Might a little confused about the question,I’ll clarify here.
Given a training batch with NCHW,I want to calculate the mean for each example, that’s to say, for every CHW, calculate a mean value. so the result is N1, N stands for the batch size.
then I 'll do a point-wise division in each instance, so that each point in each image is divided by their own sum.
Here is a small code snippet calculating the mean for each sample in the batch:
N, C, H, W = 10, 3, 24, 24
x = torch.randn(N, C, H, W)
x_mean = x.view(N, -1).mean(1, keepdim=True)
x_norm = x / x_mean[:, :, None, None]
I’m not sure, if the last line is achieving, what you are trying to do.
Each point would be divided by the mean of the sample not its sum.
Seems right.I never run it But the api ‘torch.renorm’ works well of my own purpose.
I’m trying to complete a code to do image inpainting.If works, I’ll push it on github.
Thank u!
another question: Is there any existing API can achieve the follows:
a point-wise tensor calculation:
e.g, if threshold set to 0.3,all value less than 0.3 will replace by 0,otherwise the rest will be set to 1(Cuz they are bigger than 0.3)
Is there any API like this?
I think torch.where
is what you are looking for:
x = torch.randn(10)
torch.where(x > 0.3, torch.tensor(1.0), torch.tensor(0.0))
Wow! Fantastic! Cuz my Pytorch Env lays on the remote host in my lab,it shows none documentation of function in module torch, such as torch.abs,torch,where, etc. and I 'm still getting familiar with this language, Thank you!

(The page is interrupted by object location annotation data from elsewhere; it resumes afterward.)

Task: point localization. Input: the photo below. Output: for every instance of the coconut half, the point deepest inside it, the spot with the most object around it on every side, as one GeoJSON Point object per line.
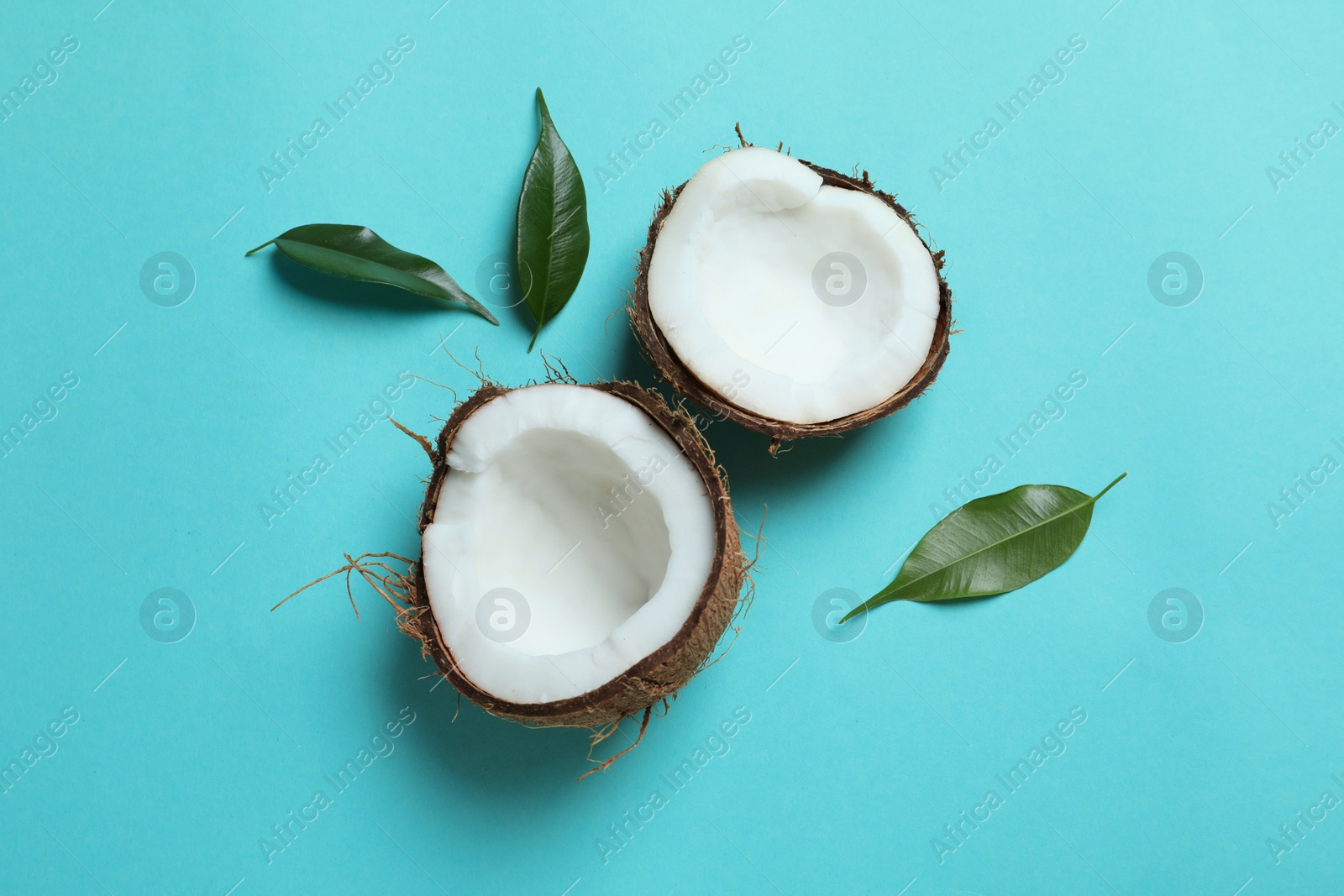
{"type": "Point", "coordinates": [790, 297]}
{"type": "Point", "coordinates": [580, 553]}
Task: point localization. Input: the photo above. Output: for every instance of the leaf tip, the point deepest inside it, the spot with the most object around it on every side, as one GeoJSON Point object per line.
{"type": "Point", "coordinates": [1112, 485]}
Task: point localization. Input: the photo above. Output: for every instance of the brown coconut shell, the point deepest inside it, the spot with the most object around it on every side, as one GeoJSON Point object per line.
{"type": "Point", "coordinates": [672, 369]}
{"type": "Point", "coordinates": [652, 679]}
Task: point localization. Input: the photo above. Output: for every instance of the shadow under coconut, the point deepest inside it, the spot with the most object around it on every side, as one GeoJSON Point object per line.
{"type": "Point", "coordinates": [358, 295]}
{"type": "Point", "coordinates": [495, 758]}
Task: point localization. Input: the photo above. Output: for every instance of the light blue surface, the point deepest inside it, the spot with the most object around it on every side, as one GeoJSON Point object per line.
{"type": "Point", "coordinates": [857, 755]}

but this API do the delete operation on my pytorch env, it delete all the False condition value and form a new tensor with condition True.
I have an idea about this ,for instance ,if u want all value >0.3 to 1 and <0.3 to 0, U can minus this threshold,so u subtract 0.3 and then apply a sign op.
I don’t really understand the issue.
torch.where
should already return a tensor
with ones and zeros based on the condition you’ve provided.